En 2013, grâce à la mobilisation de citoyens au Niger, en France et partout dans le monde lors de la renégociation des contrats entre Areva et l’Etat du Niger, l’entreprise française avait été contrainte d’augmenter sa contribution au pour l’exploitation de l’uranium nigérien [2]. Trois ans plus tard, force est de constater qu’Areva ne paie toujours pas sa juste part. Comment cela est-il possible ?

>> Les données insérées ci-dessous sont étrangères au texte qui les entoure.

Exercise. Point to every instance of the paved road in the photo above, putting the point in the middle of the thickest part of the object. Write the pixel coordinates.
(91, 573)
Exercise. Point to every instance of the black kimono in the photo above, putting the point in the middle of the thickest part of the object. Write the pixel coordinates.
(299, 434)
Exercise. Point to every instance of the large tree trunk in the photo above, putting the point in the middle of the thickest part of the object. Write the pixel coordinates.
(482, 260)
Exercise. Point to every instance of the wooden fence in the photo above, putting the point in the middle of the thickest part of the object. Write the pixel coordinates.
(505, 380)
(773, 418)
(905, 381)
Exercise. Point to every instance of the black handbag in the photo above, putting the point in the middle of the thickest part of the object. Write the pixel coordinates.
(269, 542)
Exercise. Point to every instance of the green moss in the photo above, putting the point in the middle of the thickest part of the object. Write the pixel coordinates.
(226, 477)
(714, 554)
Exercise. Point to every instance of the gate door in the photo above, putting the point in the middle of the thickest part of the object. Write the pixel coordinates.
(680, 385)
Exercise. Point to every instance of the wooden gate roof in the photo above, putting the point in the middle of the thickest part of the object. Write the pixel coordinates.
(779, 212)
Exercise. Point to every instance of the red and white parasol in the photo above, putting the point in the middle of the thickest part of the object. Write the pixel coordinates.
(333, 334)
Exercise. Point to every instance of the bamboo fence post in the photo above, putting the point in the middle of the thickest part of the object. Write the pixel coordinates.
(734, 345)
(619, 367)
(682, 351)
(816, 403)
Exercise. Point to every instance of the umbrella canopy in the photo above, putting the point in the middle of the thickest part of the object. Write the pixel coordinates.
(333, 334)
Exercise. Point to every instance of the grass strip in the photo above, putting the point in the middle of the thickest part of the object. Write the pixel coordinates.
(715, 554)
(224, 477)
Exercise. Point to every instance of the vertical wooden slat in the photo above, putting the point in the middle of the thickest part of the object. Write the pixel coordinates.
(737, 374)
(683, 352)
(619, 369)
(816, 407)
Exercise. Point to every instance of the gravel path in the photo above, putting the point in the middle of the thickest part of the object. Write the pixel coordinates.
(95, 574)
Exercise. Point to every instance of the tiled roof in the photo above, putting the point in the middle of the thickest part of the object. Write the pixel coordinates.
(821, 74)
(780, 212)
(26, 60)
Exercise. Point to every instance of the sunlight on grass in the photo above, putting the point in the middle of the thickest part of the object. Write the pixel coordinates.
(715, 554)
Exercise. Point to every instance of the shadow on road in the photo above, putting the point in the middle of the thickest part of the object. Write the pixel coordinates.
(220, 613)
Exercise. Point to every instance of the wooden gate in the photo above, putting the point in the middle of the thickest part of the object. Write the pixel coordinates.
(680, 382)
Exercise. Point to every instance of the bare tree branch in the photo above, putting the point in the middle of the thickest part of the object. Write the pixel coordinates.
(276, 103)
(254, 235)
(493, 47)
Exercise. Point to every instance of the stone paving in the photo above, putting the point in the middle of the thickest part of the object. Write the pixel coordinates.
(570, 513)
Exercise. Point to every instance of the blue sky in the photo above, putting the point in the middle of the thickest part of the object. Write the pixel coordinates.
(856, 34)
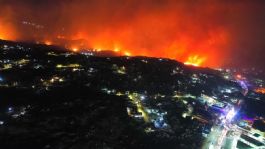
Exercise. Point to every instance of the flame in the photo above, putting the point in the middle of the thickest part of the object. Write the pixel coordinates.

En premier lieu, en en manœuvrant les prix de vente de l’uranium. La redevance que paie Areva au Niger est en effet calculée sur la base des revenus des mines, comme un pourcentage du prix de vente de l’uranium. Areva a réussi à renégocier à la baisse le prix de vente de l’uranium, pour faire baisser la redevance qu’elle doit au Niger. Ainsi, pour une production équivalente, Areva a payé une redevance inférieure en 2015 qu’en 2014, privant le pays de 15 millions d’euros.

En deuxième lieu, à travers des montages financiers entre maison mère et filiales, Areva serait parvenue à ne pas payer jusqu’à 30 millions d’euros d’impôts en 2015, soit 18% du budget de la santé du Niger, un pays où l’espérance de vie dépasse à peine 60 ans. »

[1] L’Union européenne (UE) a adopté en 2013 deux directives (comptable et transparence) obligeant les entreprises pétrolières, gazières et minières enregistrées et/ou cotées dans l’UE à publier chaque année les paiements effectués au profit des gouvernements dans lesquels elles ont des activités extractives. En décembre 2014, la France transpose alors en droit français ces directives. C’est ainsi que les entreprises extractives françaises ont publié pour la première fois, en 2016, leurs paiements aux gouvernements.

[2] En 2013, Oxfam et le ROTAB (Réseau des Organisations pour la Transparence et l’Analyse Budgétaire) ont lancé la campagne « Niger : à qui profite l’uranium ? » pour dénoncer le manque de contribution d’Areva au budget du Niger en contrepartie de l’exploitation d’uranium et demander la renégociation des contrats d’exploitation des mines. En cause notamment, le fait qu’Areva payait une redevance inférieure au taux applicable au Niger en vertu du code minier de 2006. Grâce à cette mobilisation, le nouveau contrat entre Areva et le gouvernement nigérien de 2014 prévoyait l’application du taux de redevance (paiement en contrepartie de l’exploitation de l’uranium) en vigueur au Niger.